Block 0: The block 0 was the original CIWS, designed to engage and destroy low altitude anti-ship cruise missiles.[viii]
Block 1: Extended the range to high altitude missiles with an improved antenna, and improved ammunition capacity by 50%.
Block 1A: Modified software and processing power to allow the CIWS to perform more efficiently against multiple targets.[ix]
Block 1B Phalanx Surface Mode (PSUM): Added a Forward Looking Infrared Radar (FLIR), which allows the CIWS to engage hovering or slow-moving aircraft and surface craft.
Baseline 2C: Integrated multi-weapon capability. [x]

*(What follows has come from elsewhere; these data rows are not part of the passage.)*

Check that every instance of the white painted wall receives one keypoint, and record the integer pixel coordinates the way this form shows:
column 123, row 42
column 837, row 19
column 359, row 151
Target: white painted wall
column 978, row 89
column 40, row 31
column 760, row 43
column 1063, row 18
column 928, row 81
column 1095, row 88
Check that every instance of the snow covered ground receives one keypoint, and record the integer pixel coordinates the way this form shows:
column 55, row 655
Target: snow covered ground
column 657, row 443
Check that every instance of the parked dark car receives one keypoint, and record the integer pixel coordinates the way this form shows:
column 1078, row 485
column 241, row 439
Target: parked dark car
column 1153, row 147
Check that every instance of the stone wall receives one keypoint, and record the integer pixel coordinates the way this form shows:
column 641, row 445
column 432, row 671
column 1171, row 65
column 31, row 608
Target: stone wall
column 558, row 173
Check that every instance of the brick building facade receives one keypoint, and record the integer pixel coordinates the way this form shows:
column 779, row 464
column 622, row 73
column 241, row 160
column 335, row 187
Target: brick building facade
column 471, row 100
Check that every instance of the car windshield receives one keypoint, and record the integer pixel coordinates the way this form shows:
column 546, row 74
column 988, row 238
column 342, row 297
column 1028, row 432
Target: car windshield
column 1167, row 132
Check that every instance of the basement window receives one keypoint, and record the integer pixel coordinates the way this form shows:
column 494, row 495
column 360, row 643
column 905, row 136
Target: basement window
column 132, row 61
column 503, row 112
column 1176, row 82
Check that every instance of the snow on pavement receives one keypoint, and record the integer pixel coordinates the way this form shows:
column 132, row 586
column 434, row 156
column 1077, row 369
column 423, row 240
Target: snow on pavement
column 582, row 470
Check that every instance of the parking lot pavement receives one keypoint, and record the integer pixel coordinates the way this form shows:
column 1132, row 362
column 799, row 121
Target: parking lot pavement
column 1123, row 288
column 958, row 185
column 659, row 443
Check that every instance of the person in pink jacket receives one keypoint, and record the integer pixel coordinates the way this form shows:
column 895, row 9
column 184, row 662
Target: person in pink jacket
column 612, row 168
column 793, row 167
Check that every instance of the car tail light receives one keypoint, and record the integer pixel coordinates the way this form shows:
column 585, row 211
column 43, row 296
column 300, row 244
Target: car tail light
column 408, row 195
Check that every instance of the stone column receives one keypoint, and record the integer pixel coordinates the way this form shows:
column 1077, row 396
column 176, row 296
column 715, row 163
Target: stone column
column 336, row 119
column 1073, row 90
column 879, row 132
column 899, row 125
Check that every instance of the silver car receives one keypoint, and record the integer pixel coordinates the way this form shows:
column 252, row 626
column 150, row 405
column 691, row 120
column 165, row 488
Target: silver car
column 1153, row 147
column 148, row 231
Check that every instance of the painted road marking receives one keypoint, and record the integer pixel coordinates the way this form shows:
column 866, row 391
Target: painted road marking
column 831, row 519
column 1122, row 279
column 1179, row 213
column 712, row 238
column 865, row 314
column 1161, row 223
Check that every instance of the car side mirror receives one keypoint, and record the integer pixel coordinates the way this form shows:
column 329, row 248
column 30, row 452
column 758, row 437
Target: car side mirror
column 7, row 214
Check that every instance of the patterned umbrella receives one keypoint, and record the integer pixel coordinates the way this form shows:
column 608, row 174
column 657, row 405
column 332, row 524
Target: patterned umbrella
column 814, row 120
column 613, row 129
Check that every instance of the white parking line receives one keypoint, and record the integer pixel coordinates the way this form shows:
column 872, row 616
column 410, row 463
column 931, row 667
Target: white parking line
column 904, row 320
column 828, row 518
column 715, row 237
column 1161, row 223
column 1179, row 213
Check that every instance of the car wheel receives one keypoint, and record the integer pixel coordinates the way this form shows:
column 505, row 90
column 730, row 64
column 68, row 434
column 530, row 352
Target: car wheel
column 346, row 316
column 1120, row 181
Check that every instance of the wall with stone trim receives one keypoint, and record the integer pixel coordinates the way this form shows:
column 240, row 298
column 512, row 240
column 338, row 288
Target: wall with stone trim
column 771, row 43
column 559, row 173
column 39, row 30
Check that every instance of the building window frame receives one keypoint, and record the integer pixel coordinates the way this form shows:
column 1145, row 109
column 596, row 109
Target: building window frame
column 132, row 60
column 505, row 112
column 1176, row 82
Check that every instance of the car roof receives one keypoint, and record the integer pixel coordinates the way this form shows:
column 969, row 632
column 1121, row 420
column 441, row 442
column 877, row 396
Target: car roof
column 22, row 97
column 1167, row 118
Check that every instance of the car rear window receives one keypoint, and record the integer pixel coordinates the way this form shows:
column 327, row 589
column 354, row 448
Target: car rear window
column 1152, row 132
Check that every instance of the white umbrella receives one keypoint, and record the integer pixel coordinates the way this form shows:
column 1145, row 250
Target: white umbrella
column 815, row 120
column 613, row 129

The Phalanx is a necessity for U.S. naval ships to enter disputed seas, or seas with a U.S. adversary conducting “Anti-access/area denial” (A2/AD) operations within the territory. A2/AD is an increasing issue in areas such as the South China Sea and the Baltic territories. Without systems such as the Phalanx, U.S. naval vessels would be vulnerable to cruise missile, ballistic missiles, or aerial attacks. Having the capability to shoot down incoming threats can give U.S. sailors confidence to maintain the balance of power on the sea.
1978: Phalanx production started with the Block 0 configuration
1980: Block 0 was installed on the USS Coral Sea.
1988: The Block 1 configuration was installed on USS Wisconsin.
1999: The first Block 1B installation was aboard USS Underwood (FFG-36).